On 04/05/09 13:07, Ali Gholami Rudi wrote:
> Hi Tony,
[...]
>> @Ali: I've seen at least one of the "Farsi" letters, namely "Farsi yeh",
>> used for the Arabic language in a language textbook ("Teach Yourself
>> Arabic", and I haven't remembered the author's name), so I believe your
>> patch would be useful even for the Arabic language. Of course the use of
>> Farsi yeh can be simulated by using "Arabic" yeh in initial and medial
>> positions, and alef maksura in isolated and final positions, but I'd
>> call that workaround "inelegant".
>
> There is another problem. Farsi fonts might not be able to show them.
hm, like Arabic fonts don't always include a "Farsi yeh" glyphset
apparently.
>
> Maybe in theory, the best way of doing it is relying on UnicodeData.txt
> for fetching different forms of a combining letter instead of
> hard-coding it but that is slow and requires including an external file
> so it does not seem to be a good idea.
Yes, me too I believe that relying on an external text file for that
kind of stuff should be avoided if at all possible.
>
> By the way, any ideas for handling NBSP (unicode 0x200C) and ZWJ
> (unicode 0x200D)? Currently Vim shows them as "<200c>" and"<200d>".
> How to hide them?
>
> Regards,
> Ali
>
U2000.pdf from the Unicode site lists them as U+200C ZERO-WIDTH
NON-JOINER and U+200D ZERO-WIDTH JOINER (the NO-BREAK SPACE is U+00A0).
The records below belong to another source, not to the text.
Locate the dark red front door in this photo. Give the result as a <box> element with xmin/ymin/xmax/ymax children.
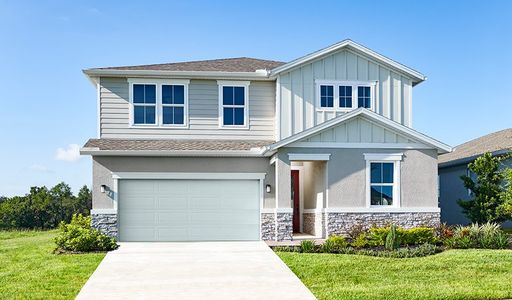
<box><xmin>291</xmin><ymin>170</ymin><xmax>300</xmax><ymax>232</ymax></box>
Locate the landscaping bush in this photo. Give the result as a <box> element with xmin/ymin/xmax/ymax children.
<box><xmin>55</xmin><ymin>214</ymin><xmax>118</xmax><ymax>252</ymax></box>
<box><xmin>300</xmin><ymin>240</ymin><xmax>316</xmax><ymax>253</ymax></box>
<box><xmin>444</xmin><ymin>223</ymin><xmax>510</xmax><ymax>249</ymax></box>
<box><xmin>320</xmin><ymin>235</ymin><xmax>348</xmax><ymax>253</ymax></box>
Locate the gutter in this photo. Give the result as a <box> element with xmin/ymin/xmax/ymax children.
<box><xmin>80</xmin><ymin>147</ymin><xmax>270</xmax><ymax>157</ymax></box>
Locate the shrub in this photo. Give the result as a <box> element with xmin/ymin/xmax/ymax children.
<box><xmin>400</xmin><ymin>227</ymin><xmax>438</xmax><ymax>245</ymax></box>
<box><xmin>320</xmin><ymin>235</ymin><xmax>348</xmax><ymax>253</ymax></box>
<box><xmin>300</xmin><ymin>240</ymin><xmax>316</xmax><ymax>253</ymax></box>
<box><xmin>444</xmin><ymin>223</ymin><xmax>510</xmax><ymax>249</ymax></box>
<box><xmin>385</xmin><ymin>224</ymin><xmax>400</xmax><ymax>251</ymax></box>
<box><xmin>350</xmin><ymin>232</ymin><xmax>368</xmax><ymax>248</ymax></box>
<box><xmin>55</xmin><ymin>214</ymin><xmax>118</xmax><ymax>252</ymax></box>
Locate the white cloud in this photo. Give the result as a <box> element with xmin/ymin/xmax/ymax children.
<box><xmin>30</xmin><ymin>164</ymin><xmax>52</xmax><ymax>173</ymax></box>
<box><xmin>55</xmin><ymin>144</ymin><xmax>80</xmax><ymax>162</ymax></box>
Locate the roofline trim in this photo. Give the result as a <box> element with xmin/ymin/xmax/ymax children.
<box><xmin>80</xmin><ymin>147</ymin><xmax>270</xmax><ymax>157</ymax></box>
<box><xmin>270</xmin><ymin>39</ymin><xmax>427</xmax><ymax>83</ymax></box>
<box><xmin>268</xmin><ymin>108</ymin><xmax>452</xmax><ymax>153</ymax></box>
<box><xmin>82</xmin><ymin>69</ymin><xmax>274</xmax><ymax>80</ymax></box>
<box><xmin>438</xmin><ymin>149</ymin><xmax>511</xmax><ymax>168</ymax></box>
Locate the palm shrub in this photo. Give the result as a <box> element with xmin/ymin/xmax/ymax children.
<box><xmin>444</xmin><ymin>222</ymin><xmax>510</xmax><ymax>249</ymax></box>
<box><xmin>300</xmin><ymin>240</ymin><xmax>316</xmax><ymax>253</ymax></box>
<box><xmin>385</xmin><ymin>224</ymin><xmax>400</xmax><ymax>251</ymax></box>
<box><xmin>55</xmin><ymin>214</ymin><xmax>118</xmax><ymax>252</ymax></box>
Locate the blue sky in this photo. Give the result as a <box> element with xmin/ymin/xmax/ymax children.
<box><xmin>0</xmin><ymin>0</ymin><xmax>512</xmax><ymax>196</ymax></box>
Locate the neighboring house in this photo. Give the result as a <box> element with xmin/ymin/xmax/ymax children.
<box><xmin>439</xmin><ymin>128</ymin><xmax>512</xmax><ymax>227</ymax></box>
<box><xmin>81</xmin><ymin>40</ymin><xmax>451</xmax><ymax>241</ymax></box>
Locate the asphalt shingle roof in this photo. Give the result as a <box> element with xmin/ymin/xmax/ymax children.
<box><xmin>84</xmin><ymin>139</ymin><xmax>273</xmax><ymax>151</ymax></box>
<box><xmin>438</xmin><ymin>128</ymin><xmax>512</xmax><ymax>164</ymax></box>
<box><xmin>97</xmin><ymin>57</ymin><xmax>285</xmax><ymax>72</ymax></box>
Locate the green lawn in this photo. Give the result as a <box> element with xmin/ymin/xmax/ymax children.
<box><xmin>0</xmin><ymin>231</ymin><xmax>105</xmax><ymax>299</ymax></box>
<box><xmin>278</xmin><ymin>250</ymin><xmax>512</xmax><ymax>299</ymax></box>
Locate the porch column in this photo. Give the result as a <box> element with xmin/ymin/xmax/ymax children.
<box><xmin>275</xmin><ymin>152</ymin><xmax>293</xmax><ymax>241</ymax></box>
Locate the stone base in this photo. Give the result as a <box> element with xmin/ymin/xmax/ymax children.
<box><xmin>327</xmin><ymin>212</ymin><xmax>441</xmax><ymax>235</ymax></box>
<box><xmin>260</xmin><ymin>213</ymin><xmax>276</xmax><ymax>241</ymax></box>
<box><xmin>276</xmin><ymin>213</ymin><xmax>293</xmax><ymax>241</ymax></box>
<box><xmin>91</xmin><ymin>214</ymin><xmax>117</xmax><ymax>238</ymax></box>
<box><xmin>302</xmin><ymin>213</ymin><xmax>325</xmax><ymax>237</ymax></box>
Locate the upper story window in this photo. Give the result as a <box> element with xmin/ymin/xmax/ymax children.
<box><xmin>218</xmin><ymin>80</ymin><xmax>249</xmax><ymax>128</ymax></box>
<box><xmin>128</xmin><ymin>78</ymin><xmax>189</xmax><ymax>127</ymax></box>
<box><xmin>320</xmin><ymin>85</ymin><xmax>334</xmax><ymax>107</ymax></box>
<box><xmin>316</xmin><ymin>80</ymin><xmax>376</xmax><ymax>111</ymax></box>
<box><xmin>340</xmin><ymin>85</ymin><xmax>352</xmax><ymax>108</ymax></box>
<box><xmin>357</xmin><ymin>86</ymin><xmax>372</xmax><ymax>108</ymax></box>
<box><xmin>364</xmin><ymin>153</ymin><xmax>402</xmax><ymax>207</ymax></box>
<box><xmin>133</xmin><ymin>84</ymin><xmax>156</xmax><ymax>125</ymax></box>
<box><xmin>162</xmin><ymin>84</ymin><xmax>185</xmax><ymax>125</ymax></box>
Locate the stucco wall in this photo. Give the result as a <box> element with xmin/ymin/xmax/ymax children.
<box><xmin>279</xmin><ymin>148</ymin><xmax>438</xmax><ymax>207</ymax></box>
<box><xmin>93</xmin><ymin>156</ymin><xmax>276</xmax><ymax>209</ymax></box>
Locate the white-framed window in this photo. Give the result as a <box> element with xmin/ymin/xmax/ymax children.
<box><xmin>316</xmin><ymin>80</ymin><xmax>377</xmax><ymax>111</ymax></box>
<box><xmin>132</xmin><ymin>83</ymin><xmax>157</xmax><ymax>125</ymax></box>
<box><xmin>217</xmin><ymin>80</ymin><xmax>250</xmax><ymax>129</ymax></box>
<box><xmin>128</xmin><ymin>78</ymin><xmax>190</xmax><ymax>127</ymax></box>
<box><xmin>364</xmin><ymin>153</ymin><xmax>403</xmax><ymax>207</ymax></box>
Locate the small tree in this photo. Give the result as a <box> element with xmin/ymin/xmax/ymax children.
<box><xmin>457</xmin><ymin>153</ymin><xmax>512</xmax><ymax>223</ymax></box>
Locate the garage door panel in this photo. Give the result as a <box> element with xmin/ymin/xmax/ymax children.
<box><xmin>119</xmin><ymin>180</ymin><xmax>260</xmax><ymax>241</ymax></box>
<box><xmin>155</xmin><ymin>211</ymin><xmax>189</xmax><ymax>226</ymax></box>
<box><xmin>119</xmin><ymin>211</ymin><xmax>156</xmax><ymax>226</ymax></box>
<box><xmin>156</xmin><ymin>195</ymin><xmax>188</xmax><ymax>210</ymax></box>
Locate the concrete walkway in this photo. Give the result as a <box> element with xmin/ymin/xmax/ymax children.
<box><xmin>77</xmin><ymin>242</ymin><xmax>315</xmax><ymax>300</ymax></box>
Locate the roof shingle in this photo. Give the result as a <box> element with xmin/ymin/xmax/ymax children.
<box><xmin>96</xmin><ymin>57</ymin><xmax>285</xmax><ymax>72</ymax></box>
<box><xmin>439</xmin><ymin>128</ymin><xmax>512</xmax><ymax>164</ymax></box>
<box><xmin>84</xmin><ymin>139</ymin><xmax>273</xmax><ymax>151</ymax></box>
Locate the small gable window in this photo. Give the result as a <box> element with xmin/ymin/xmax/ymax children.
<box><xmin>316</xmin><ymin>80</ymin><xmax>377</xmax><ymax>112</ymax></box>
<box><xmin>320</xmin><ymin>85</ymin><xmax>334</xmax><ymax>107</ymax></box>
<box><xmin>357</xmin><ymin>86</ymin><xmax>372</xmax><ymax>108</ymax></box>
<box><xmin>133</xmin><ymin>84</ymin><xmax>156</xmax><ymax>125</ymax></box>
<box><xmin>340</xmin><ymin>85</ymin><xmax>352</xmax><ymax>108</ymax></box>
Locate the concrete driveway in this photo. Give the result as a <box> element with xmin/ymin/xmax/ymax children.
<box><xmin>77</xmin><ymin>241</ymin><xmax>315</xmax><ymax>300</ymax></box>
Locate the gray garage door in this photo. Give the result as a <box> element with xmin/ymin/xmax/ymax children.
<box><xmin>118</xmin><ymin>179</ymin><xmax>260</xmax><ymax>241</ymax></box>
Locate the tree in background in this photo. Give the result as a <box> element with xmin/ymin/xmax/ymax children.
<box><xmin>457</xmin><ymin>153</ymin><xmax>512</xmax><ymax>223</ymax></box>
<box><xmin>0</xmin><ymin>182</ymin><xmax>92</xmax><ymax>229</ymax></box>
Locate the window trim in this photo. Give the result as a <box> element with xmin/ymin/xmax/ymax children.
<box><xmin>315</xmin><ymin>79</ymin><xmax>378</xmax><ymax>112</ymax></box>
<box><xmin>364</xmin><ymin>153</ymin><xmax>403</xmax><ymax>209</ymax></box>
<box><xmin>128</xmin><ymin>78</ymin><xmax>190</xmax><ymax>129</ymax></box>
<box><xmin>217</xmin><ymin>80</ymin><xmax>251</xmax><ymax>129</ymax></box>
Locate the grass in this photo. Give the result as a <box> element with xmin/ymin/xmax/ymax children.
<box><xmin>0</xmin><ymin>231</ymin><xmax>105</xmax><ymax>299</ymax></box>
<box><xmin>277</xmin><ymin>250</ymin><xmax>512</xmax><ymax>300</ymax></box>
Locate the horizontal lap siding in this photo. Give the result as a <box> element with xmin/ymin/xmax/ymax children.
<box><xmin>279</xmin><ymin>50</ymin><xmax>412</xmax><ymax>139</ymax></box>
<box><xmin>100</xmin><ymin>78</ymin><xmax>275</xmax><ymax>140</ymax></box>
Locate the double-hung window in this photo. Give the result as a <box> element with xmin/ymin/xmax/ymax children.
<box><xmin>364</xmin><ymin>153</ymin><xmax>402</xmax><ymax>207</ymax></box>
<box><xmin>128</xmin><ymin>78</ymin><xmax>190</xmax><ymax>127</ymax></box>
<box><xmin>133</xmin><ymin>84</ymin><xmax>156</xmax><ymax>125</ymax></box>
<box><xmin>320</xmin><ymin>85</ymin><xmax>334</xmax><ymax>108</ymax></box>
<box><xmin>162</xmin><ymin>84</ymin><xmax>185</xmax><ymax>125</ymax></box>
<box><xmin>316</xmin><ymin>80</ymin><xmax>377</xmax><ymax>112</ymax></box>
<box><xmin>218</xmin><ymin>81</ymin><xmax>249</xmax><ymax>128</ymax></box>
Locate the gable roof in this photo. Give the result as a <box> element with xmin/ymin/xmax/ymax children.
<box><xmin>270</xmin><ymin>39</ymin><xmax>427</xmax><ymax>84</ymax></box>
<box><xmin>268</xmin><ymin>108</ymin><xmax>452</xmax><ymax>153</ymax></box>
<box><xmin>439</xmin><ymin>128</ymin><xmax>512</xmax><ymax>167</ymax></box>
<box><xmin>91</xmin><ymin>57</ymin><xmax>284</xmax><ymax>72</ymax></box>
Since they are zero-width characters but not combining characters, some
artifact is necessary so that in Vim (a text editor, not a word
processor) you could see that they're there and add or remove them if
necessary. Vim shows all zero-width Unicode codepoints as <xxxx>, that's
documented somewhere. I don't think you can hide them with plain-vanilla
Vim, but with Vince-Negri's conceal/ownsyntax page (available as an
unofficial patch on the vim_dev Google site) perhaps you could.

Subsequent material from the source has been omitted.